John Williams, President of the New York Federal Reserve Bank, Mary Dala, President of San Francisco Federal Reserve Bank, and Cleveland Federal Reserve Bank President Loretta Metter on Friday (December 16)It has been emphasized that the Federal Reserve is committed to achieving the target level that allows inflation to fall to 2%, and claims that clear evidence shows that the price pressure is relieved.

The interest rate next year may be higher than 5%

Williams said in an interview with Bloomberg: "We have to take the necessary actions."

For the prediction of interest rates at a level higher than 5%next year, Williams said that if it is required to curb inflation, "interest rates may be higher than our forecasts."

He tried to dilute some observer's interest rates or have to rise to 6%or even 7%of forecasts.He said: "For me, how high we adjust the interest rate to the level, it actually depends on the inflation and imbalances we have observed."

Mest also believes that when the interest rate is reduced, it is appropriate, which is related to "the evidence we see, and it is a good evidence that the inflation rate is about to fall to 2%."

Dali attended an online activity of the American Institute of Enterprise Research that decision makers are committed to reducing inflation, but the task is still far away from completing the task.She said: "We still have a long way to go ... We are far from the goal of stabilizing the price."
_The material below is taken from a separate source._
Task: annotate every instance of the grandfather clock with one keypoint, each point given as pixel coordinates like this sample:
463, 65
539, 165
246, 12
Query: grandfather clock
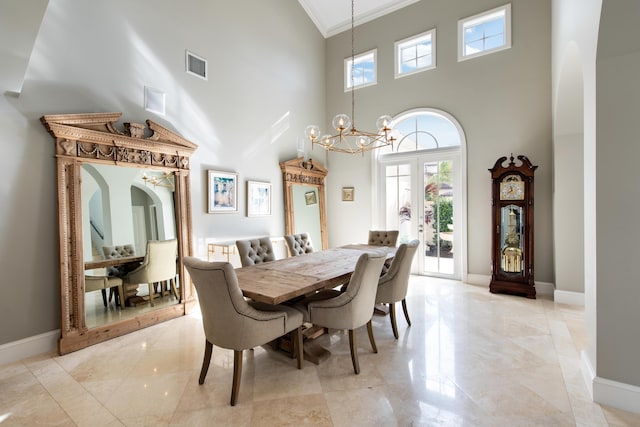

However, Samers believes that the latest inflation data in the United States shows that the time for the decline in the US economy may be later than what they thought before.

According to data released by the US Department of Labor on Tuesday (December 13), the US Consumer Price Index (CPI) in November increased by 0.1%month -on -month, which was narrowed from October and was lower than the market expectations.

Summers said: "Our situation is better than what I thought before, I think this data is very good ... It seems that (the expected economic recession) is indeed postponed later."

Sammers has severely criticized the Fed's economic forecasts several times since last year, including delayed no more radical currency tightening policies.However, since March, the Fed has raised interest rates more than four percentage points and promised to take further action.In this regard, Samers believes that the Federal Reserve is now "roughly correct."

He said: "I am happy to catch up with the Fed's head."